29.5.13

A resistência cultural

Por Baptista-Bastos
UMA ONDA de loucura está a assolar Portugal. Ninguém acredita nas possibilidades de regeneração do Governo, e a presença dos estrangeiros que o elogiam torna-se numa afronta inqualificável. O que estes cavalheiros, mandatados por interesses cujo fito é a hegemonia económica, propagandeiam é a boa consciência da mentira. E o problema maior, entre todos os grandes problemas que nos afligem, constitui a aquiescência cúmplice de quem tem por dever repudiar o enredo. O presidente do Eurogrupo, de nome impronunciável, e é "muito amigo" de Vítor Gaspar, viajou para Lisboa, a fim de manifestar o aplauso comovido pelas orientações até agora seguidas, e insistir que continuar com o "ajustamento" conduzir-nos-á a uma felicidade incomparável. Temos de empregar todos os meios para precipitar a nossa queda o mais fundo possível para, mais tarde, acedermos a uma sociedade tão jubilosa como igualitária.
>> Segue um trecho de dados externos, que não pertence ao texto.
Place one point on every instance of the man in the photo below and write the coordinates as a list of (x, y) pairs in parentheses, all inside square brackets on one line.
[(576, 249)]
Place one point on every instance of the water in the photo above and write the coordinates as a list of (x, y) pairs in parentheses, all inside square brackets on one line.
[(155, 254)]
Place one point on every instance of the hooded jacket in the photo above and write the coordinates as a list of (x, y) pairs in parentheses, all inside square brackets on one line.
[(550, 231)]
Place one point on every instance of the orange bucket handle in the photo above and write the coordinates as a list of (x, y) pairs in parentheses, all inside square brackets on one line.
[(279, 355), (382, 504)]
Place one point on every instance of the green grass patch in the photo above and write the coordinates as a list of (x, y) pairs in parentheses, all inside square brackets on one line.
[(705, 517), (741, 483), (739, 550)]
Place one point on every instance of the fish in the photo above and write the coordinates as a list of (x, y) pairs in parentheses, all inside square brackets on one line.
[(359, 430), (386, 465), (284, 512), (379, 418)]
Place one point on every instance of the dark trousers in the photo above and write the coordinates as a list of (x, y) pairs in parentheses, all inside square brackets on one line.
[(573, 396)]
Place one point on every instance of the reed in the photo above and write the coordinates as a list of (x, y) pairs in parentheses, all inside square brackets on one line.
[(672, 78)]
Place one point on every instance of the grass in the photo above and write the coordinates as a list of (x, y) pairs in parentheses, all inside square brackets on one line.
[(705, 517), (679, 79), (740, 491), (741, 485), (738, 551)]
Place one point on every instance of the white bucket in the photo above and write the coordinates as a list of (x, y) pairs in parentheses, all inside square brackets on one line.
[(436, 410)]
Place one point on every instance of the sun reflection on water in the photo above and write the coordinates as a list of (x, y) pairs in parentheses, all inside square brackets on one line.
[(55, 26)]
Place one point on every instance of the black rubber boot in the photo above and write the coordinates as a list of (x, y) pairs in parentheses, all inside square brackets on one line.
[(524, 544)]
Este escândalo de se procurar a felicidade pelo terror "explica-se" pela necessidade de socorrer o capitalismo a qualquer preço, "custe o que custar", na conclusão brutal de Passos Coelho. Nada é respeitado, tudo é permitido. O milhão e meio de desempregados; as 69 mil crianças em iminente perigo; a sonegação aos fracos rendimentos dos reformados e pensionistas; o êxodo do melhor da nossa juventude, toda esta criminalidade obedece à mesma lógica de depredação que obriga um grupo tão importante como o Teatro Aberto, de grande tradição cultural e ética, a estar ameaçado de fecho. Uma absurda "grelha de avaliação" colocou a companhia em 39.º lugar, com as consequências inerentes à perda de apoios, necessários à sua sobrevivência. João Lourenço, um homem de rara qualidade moral, que já venceu várias guerras e que testemunhou várias alterações históricas, veio dizer-nos que ele e o grupo sempre procuraram uma verdade que justificasse as obsessões do presente e aclarasse a natureza de uma agressão que fere todos nós.
O encenador evocou as etapas de um empreendimento generoso, que tem submetido à nossa reflexão alguns dos grandes temas das sociedades e dos problemas essenciais do homem. A disponibilidade de João Lourenço em romper com o imobilismo, numa época em que a decência quase não tem direito de cidadania, corresponde a uma denúncia da mentira.
A noção de que a colectividade portuguesa está em escombros tem de encontrar, na resistência de quem recusa a capitulação, o conforto de uma afirmação de coragem e de dignidade. O projecto de uniformizar as diferenças e a natureza díspar das nossas sociedades está em marcha. O Teatro Aberto, tal outros grupos, denegou a inocência como justificação para a cumplicidade. Não o esqueçamos.